As I’m lounging comfortably in a cafe in Luang Prabang, Laos, I can feel the threads of energy connecting me with two people in my near proximity.
One of them is a woman with whom I’ve traveled for the last week, and I know we are very good friends – we share the same ideas and views on life, we see fun in a similar way, we make plans to see each other in the future, and I just like to spend time with her and her husband. We have a similar route, so it works out perfectly to explore the friendship connection we have among the three of us.
The other one is a man to whom I feel attracted, and I’m a bit unsure of how things will unfold – is it a real connection, or is it just physical? Too soon to tell. The other people around, although I know some of them, do not occupy any space in my mind, and do not activate anything in me.
I love to travel. I meet so many people, many more than I meet in the static life at home. I can confidently say that I see hundreds of new people every week. I have many things in common with them right from the start: they are travelers, therefore open-minded, curious, young in spirit and most times in age, with a sense of adventure, most likely fit and in good spirits. This is already a very good pool for selecting possible connections.
And yet, a connection goes way beyond a very good pool. Out of these hundreds, every once in a while I meet a pair of eyes and I just know that something’s there. I pay attention to it, as I’m very curious if it turns into something meaningful, or it’s just a passing moment. It turns out that I have a pretty good feeling about it. It usually becomes an interaction – behind that pair of eyes and mine, there is the desire and will to connect and explore.

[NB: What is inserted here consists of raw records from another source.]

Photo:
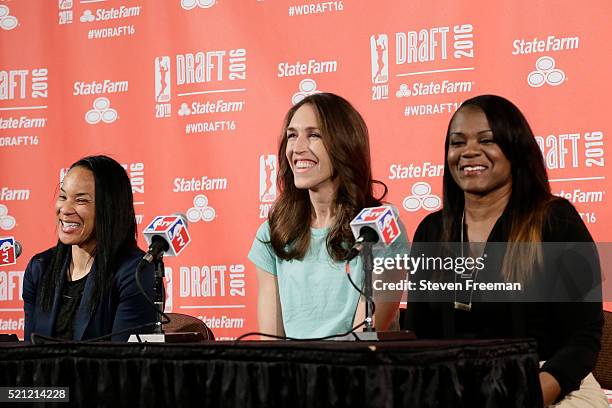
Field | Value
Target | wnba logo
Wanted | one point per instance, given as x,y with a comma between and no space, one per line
268,171
162,79
267,178
379,50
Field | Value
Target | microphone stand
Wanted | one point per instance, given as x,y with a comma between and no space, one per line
159,297
369,333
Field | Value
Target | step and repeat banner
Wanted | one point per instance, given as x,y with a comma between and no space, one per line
189,95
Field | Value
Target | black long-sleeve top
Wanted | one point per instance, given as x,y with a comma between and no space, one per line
568,333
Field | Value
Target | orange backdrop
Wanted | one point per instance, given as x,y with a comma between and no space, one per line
190,96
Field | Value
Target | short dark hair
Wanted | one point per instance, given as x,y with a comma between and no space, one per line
530,197
115,229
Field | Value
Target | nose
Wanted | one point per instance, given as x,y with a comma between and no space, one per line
65,208
301,143
471,149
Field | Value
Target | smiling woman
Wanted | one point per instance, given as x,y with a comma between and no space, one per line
84,287
325,179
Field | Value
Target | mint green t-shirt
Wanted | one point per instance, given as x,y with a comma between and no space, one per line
316,297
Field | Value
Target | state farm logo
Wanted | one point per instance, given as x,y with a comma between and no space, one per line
201,210
190,4
434,88
87,17
101,112
453,44
545,73
379,50
65,13
267,178
307,87
162,79
7,222
421,198
7,22
110,14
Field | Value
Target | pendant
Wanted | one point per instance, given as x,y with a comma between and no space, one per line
463,306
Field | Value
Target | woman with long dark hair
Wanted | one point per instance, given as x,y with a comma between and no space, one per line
496,193
324,179
84,287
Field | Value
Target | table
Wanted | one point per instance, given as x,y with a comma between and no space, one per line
474,373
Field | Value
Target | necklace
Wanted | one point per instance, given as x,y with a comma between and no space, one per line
466,307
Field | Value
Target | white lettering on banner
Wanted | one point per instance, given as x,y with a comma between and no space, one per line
316,8
95,88
10,141
211,66
202,184
562,151
7,194
223,322
136,174
580,196
219,106
12,324
109,32
431,44
311,67
551,43
11,285
14,84
116,13
210,127
427,169
213,280
22,122
438,88
431,109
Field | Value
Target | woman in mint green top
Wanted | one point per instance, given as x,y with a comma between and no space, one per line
325,179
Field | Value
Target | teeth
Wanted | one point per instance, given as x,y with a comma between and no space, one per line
304,164
473,168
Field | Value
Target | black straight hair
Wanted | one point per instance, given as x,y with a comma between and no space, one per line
114,230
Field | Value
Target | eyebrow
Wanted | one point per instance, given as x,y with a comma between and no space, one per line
307,129
77,194
461,133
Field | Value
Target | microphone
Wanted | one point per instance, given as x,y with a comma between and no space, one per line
372,225
166,234
10,249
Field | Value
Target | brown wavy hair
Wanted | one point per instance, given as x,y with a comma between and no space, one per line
530,198
345,137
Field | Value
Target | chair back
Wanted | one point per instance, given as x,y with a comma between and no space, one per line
603,367
182,323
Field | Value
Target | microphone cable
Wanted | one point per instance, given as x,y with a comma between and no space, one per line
347,269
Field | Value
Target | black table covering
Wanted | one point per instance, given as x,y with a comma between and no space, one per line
492,373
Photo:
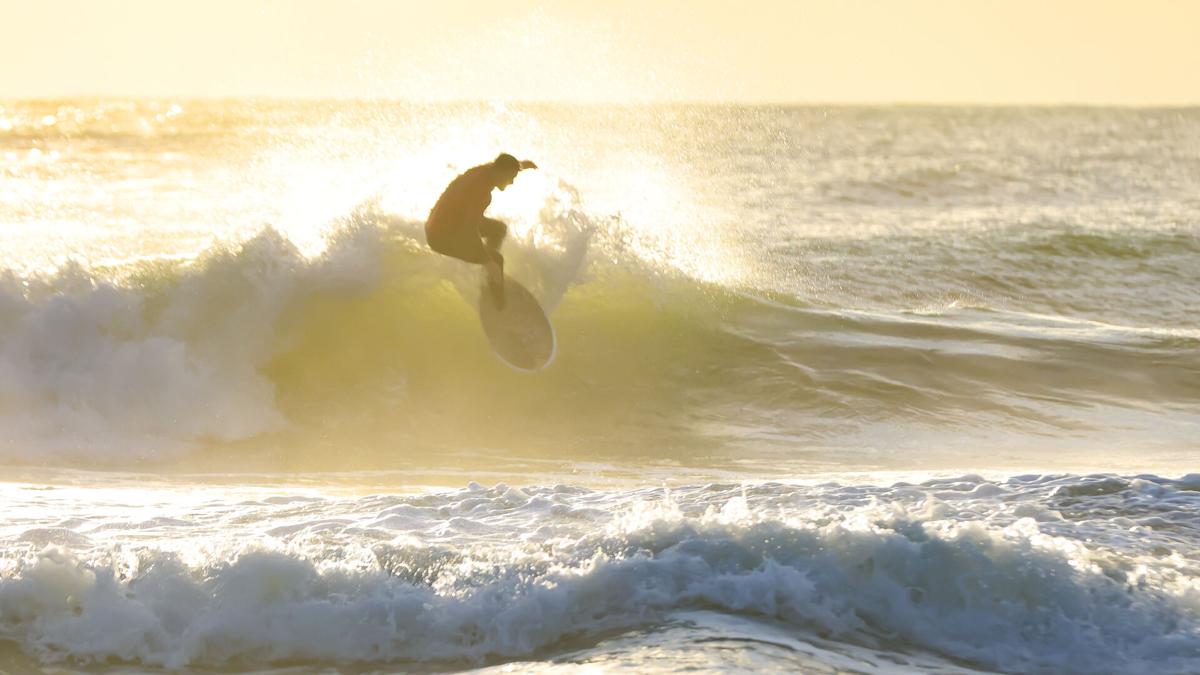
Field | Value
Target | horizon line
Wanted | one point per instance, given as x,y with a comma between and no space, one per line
699,102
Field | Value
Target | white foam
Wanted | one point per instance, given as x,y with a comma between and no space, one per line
504,573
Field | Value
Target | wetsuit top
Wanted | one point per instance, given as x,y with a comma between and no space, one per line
461,205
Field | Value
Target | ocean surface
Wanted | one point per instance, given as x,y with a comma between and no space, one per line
838,389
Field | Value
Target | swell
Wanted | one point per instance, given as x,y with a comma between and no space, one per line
375,345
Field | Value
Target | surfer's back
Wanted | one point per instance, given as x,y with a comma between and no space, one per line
465,199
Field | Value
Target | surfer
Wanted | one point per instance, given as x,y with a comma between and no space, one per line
457,227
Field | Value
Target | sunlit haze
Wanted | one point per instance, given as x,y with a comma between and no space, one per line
611,51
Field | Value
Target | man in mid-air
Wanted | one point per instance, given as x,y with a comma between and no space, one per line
457,228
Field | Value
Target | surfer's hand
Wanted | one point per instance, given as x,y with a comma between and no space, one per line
493,273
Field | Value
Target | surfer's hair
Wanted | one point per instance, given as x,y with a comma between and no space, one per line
507,162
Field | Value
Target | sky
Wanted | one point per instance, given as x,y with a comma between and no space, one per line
1122,52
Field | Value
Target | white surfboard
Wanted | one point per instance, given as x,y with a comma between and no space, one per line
521,335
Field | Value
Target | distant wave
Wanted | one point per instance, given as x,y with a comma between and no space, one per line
378,338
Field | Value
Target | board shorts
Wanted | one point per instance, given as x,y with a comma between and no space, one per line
466,244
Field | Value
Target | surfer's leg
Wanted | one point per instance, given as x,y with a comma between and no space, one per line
492,232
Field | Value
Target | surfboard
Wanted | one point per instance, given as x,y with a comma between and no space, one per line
520,334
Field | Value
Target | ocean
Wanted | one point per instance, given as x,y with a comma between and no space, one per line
838,389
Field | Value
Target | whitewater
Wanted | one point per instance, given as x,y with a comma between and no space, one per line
864,389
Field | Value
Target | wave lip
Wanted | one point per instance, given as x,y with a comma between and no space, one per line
1035,573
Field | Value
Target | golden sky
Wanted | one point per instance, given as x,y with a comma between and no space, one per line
1129,52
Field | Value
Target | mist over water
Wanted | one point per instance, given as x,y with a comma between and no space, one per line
876,353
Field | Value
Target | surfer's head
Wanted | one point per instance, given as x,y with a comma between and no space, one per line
505,168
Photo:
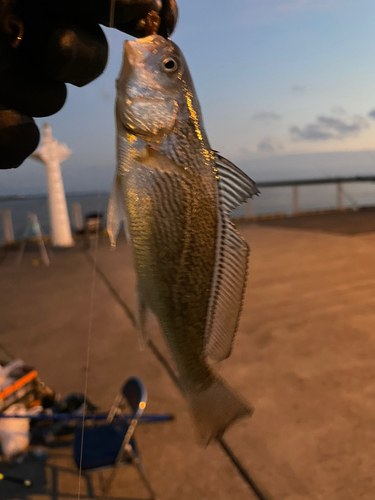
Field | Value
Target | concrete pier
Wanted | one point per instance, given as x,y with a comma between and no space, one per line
304,356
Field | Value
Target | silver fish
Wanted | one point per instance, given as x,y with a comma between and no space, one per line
175,194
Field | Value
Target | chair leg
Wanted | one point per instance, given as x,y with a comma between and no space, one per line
106,484
137,461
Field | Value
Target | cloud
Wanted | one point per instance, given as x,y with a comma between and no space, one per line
298,89
266,117
301,5
329,127
338,111
269,145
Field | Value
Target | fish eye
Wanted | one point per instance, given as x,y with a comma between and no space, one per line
170,65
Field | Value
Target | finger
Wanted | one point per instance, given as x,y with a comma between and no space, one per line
33,96
168,17
76,54
19,137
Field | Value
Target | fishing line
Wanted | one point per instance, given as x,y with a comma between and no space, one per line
112,14
91,313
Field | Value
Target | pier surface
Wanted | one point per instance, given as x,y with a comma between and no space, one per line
304,356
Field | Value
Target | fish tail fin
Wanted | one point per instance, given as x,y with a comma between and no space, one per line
214,409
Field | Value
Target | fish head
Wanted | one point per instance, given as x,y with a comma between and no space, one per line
149,88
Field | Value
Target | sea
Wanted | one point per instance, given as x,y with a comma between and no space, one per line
270,201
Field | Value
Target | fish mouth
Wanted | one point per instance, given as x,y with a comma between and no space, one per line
135,51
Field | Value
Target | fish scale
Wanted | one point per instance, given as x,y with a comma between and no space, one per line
175,193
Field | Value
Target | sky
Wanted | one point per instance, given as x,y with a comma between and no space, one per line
287,90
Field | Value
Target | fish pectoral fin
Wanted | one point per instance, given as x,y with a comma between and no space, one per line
228,290
235,187
142,320
116,212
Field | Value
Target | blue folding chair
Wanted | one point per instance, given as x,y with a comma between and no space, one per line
111,445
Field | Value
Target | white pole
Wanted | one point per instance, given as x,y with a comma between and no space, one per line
52,153
77,217
295,200
7,226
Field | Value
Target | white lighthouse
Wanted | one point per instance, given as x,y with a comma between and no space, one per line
52,153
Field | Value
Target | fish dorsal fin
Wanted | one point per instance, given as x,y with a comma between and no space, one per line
230,274
116,213
234,185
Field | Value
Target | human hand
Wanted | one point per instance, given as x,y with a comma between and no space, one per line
45,44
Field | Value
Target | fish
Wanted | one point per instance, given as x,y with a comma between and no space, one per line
175,195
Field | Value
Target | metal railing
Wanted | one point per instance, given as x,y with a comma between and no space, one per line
295,199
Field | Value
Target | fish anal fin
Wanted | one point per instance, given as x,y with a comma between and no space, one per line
228,288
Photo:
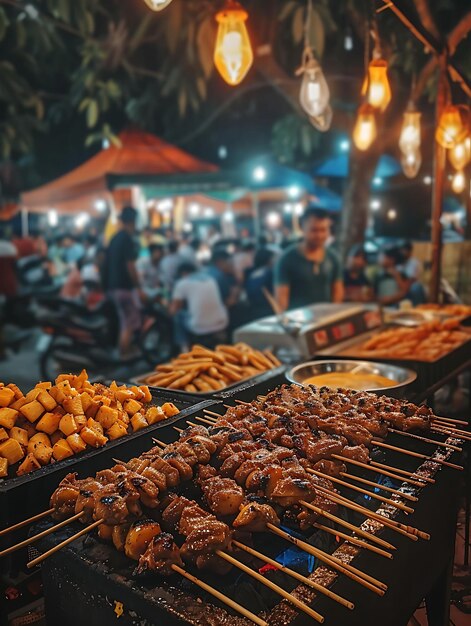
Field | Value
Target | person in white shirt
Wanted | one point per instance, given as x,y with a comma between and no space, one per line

A connection can be with anybody: a woman or a man, young or old. With women, it’s pretty straightforward for me – we become very good friends. With men, it’s a little more… loaded. I mean with available men that fit within some age and looks parameters. The rest of men outside of these parameters, straightforward friendship as well.
But let’s go back to the loaded stuff, let’s call them generically “men”. There are some very fine nuances here that are hard to decipher – is it just a friendship connection, or just a physical attraction, or a combination of the two? And what are the emotional implications? Arghhh…. I don’t even know why I should care. Most likely because I’m a nerd, and I like to analyze stuff. I’m curious to see if I can make a distinction between these nuances, and then go in the right direction. I mean choose a course of action that will make for an optimum type of relationship, and not waste energy with other implications.
One thing in particular that I pay attention to is the amount of energy that is to be exchanged in a connection. There’s always a moment when you feel that there’s nothing left. That moment can come in a few minutes, hours, days, or you can part ways and know something’s still left to explore. Especially in real life, it’s very important to sense that moment. We usually end up staying in relationships beyond the point of quality exchange, out of habit and fear. That’s when we start to feel trapped, and accumulate resentments – there’s no value added.
The rules of the game:
- circumstances are of utmost importance;
- everything is temporary, so practice detachment;
- it’s all about you and what you take out of it;
- connections are very rare, so quantity in selection pool is important;
- take all the lessons and apply in life.
I know that experience teaches many things, while mere reflection will not change a thing. In other words, practice makes perfect. So I explore and make mistakes, with the hope that I’ll become an expert in this game with no rules and an infinite of exceptions. And as the saying goes – “I never make the same mistake twice, I make it six or seven times just to be sure”. Damn, it’s such a complicated game, I’m making mistakes way more than that. Game on :).